The man chuckled until his eyes filled with tears and he said, “This man say he prayin for the mulattas and the rats all over the world.”
“Rats? Whoa! You peoples got a one-hunner-percen freak on your hand.”
“He very smart,” the man said defensively. “He very religious, too. He built him a big cross right in the office.”
“Whoa!”
“He say, ‘You peoples all be happier in the middle age. You peoples gotta get you a cannon and some arrows, drop a nucular bum on top this place.’” The man laughed again. “We ain’t got nothin better to do in that factory. He always interestin to listen to when he flappin his big moustache. He gonna lead us in a big demonstration he say make all the other demonstration look like a ladies’ social.”

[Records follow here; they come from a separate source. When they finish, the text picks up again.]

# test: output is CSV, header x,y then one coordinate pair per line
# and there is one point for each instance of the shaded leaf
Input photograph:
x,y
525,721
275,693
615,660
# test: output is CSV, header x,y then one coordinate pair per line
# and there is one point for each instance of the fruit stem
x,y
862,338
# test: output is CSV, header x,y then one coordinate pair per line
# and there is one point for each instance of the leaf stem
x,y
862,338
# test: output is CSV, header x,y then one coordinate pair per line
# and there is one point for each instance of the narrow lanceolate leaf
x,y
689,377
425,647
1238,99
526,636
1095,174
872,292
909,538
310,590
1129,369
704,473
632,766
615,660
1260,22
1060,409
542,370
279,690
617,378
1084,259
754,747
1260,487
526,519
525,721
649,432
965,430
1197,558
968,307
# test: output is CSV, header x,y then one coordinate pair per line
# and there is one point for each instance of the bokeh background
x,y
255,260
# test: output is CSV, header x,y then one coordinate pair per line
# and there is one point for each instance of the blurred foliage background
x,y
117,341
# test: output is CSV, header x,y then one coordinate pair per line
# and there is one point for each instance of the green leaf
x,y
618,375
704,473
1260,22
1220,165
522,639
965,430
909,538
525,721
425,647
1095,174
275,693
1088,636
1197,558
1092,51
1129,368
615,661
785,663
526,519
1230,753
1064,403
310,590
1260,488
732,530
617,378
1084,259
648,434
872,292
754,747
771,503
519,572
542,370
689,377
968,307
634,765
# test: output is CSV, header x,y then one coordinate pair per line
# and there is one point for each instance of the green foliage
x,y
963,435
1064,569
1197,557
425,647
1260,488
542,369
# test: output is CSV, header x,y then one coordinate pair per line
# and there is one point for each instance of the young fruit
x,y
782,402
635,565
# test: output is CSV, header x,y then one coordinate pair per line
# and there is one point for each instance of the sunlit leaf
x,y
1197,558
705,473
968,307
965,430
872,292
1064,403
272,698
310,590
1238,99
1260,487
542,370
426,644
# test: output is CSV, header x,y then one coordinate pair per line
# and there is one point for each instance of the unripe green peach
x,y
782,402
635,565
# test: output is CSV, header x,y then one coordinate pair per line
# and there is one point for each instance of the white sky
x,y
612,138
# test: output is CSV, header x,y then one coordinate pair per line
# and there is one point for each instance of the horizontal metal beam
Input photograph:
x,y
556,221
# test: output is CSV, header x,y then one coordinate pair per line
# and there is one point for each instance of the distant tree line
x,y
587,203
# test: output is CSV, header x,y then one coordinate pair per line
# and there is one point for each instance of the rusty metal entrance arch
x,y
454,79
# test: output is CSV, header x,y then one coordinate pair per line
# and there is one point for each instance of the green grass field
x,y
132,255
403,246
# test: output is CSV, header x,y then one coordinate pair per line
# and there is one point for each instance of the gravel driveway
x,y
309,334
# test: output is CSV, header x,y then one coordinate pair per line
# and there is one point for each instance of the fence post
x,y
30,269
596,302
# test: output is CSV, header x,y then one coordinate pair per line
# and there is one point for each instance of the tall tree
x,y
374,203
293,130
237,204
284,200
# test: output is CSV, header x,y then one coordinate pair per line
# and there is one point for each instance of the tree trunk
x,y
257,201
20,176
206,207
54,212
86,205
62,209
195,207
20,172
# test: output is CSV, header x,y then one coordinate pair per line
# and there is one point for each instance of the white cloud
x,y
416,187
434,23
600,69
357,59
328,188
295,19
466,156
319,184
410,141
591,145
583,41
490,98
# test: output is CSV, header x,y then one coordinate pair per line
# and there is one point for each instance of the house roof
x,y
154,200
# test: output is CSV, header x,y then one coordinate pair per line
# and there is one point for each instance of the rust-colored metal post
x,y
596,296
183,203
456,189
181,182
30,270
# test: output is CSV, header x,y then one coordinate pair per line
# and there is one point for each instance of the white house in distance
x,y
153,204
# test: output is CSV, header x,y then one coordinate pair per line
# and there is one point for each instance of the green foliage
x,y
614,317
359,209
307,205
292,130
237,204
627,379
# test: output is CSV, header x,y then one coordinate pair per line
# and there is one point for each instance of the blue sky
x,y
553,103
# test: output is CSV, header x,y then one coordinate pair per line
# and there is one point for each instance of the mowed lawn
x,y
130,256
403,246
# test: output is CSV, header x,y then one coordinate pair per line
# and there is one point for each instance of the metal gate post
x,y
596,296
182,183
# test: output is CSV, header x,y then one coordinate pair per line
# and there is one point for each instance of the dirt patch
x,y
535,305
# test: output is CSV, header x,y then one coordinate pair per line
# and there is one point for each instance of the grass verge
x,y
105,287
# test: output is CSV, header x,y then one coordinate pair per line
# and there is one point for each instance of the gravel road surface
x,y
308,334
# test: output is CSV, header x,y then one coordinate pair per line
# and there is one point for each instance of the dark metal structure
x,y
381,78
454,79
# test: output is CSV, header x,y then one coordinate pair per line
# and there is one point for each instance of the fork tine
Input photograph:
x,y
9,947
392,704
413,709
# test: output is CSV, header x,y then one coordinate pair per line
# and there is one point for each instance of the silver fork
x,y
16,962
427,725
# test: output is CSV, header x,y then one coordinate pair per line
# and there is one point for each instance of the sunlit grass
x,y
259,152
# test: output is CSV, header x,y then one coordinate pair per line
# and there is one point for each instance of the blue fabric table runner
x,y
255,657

“Yeah, and it sound like he gonna lead you peoples right into jail,” Jones said, covering the bar with some more smoke. “He sound like a crazy white mother.”
“He kinda strange,” the man admitted. “But he work right in that office, and the manager in there, Mr. Gonzala, he think this guy pretty sharp. He let him do whatever he want. He even let him come back in the factory any time this guy want to. Plenty peoples ready to do demonstrate with him. He tell us he got permission from Mr. Levy hisself to have a demonstration, tell us Mr. Levy want us to demonstrate and get rid of Gonzala. Who know? Maybe they raise our wage. That Mr. Gonzala afred of him already.”
“Tell me, man, what this white savior cat look like?” Jones asked with interest.
“He big and fat, got him a huntin cap he wearin all the time.”
Jones’s eyes widened behind his glasses.
“This huntin cap green? He got him a green cap?”
“Yeah. How you know that?”
“Whoa!” Jones said. “You peoples in plenty trouble. A po-lice already lookin for that freak. He come in the Night of Joy one night, star tellin this Darlene gal about a bus.”
“Well, whaddya know,” the man said. “He tell us about a bus, too, tell us he go ridin into the har of darkness on a bus one time.”
“He the same o
ne. Stay away from that freak. He wanted by a po-lice. You po color peoples all get your ass throwed in jail. Whoa!”
“Well, I gotta ax him about that,” the man said. “I sure don wanna get led on no demonstration by a convic.”
II
Mr. Gonzalez was at Levy Pants early, as usual. He symbolically lit his little heater and a filtered cigarette with the same match, lighting two torches that signaled the start of another working day. Then he applied his mind to his early morning meditations. Mr. Reilly had added a new touch to the office the day before, streamers of mauve, gray, and tan crepe paper looped from light bulb to light bulb across the ceiling. The cross and signs and streamers in the office reminded the office manager of Christmas decorations and made him feel slightly sentimental. Looking happily into Mr. Reilly’s area, he noticed that the bean vines were growing so healthily that they had even begun to twine downward through the handles of the file drawers. Mr. Gonzalez wondered how the file clerk managed to do his filing without disturbing the tender shoots. Pondering this clerical riddle, he was surprised to see Mr. Reilly himself burst like a torpedo through the door.
“Good morning, sir,” Ignatius said brusquely, his scarf-shawl flying horizontally in his wake like the flag of some mobilized Scottish clan. A cheap movie camera was slung over his shoulder and under his arm he had a bundle which appeared to be a rolled-up bed sheet.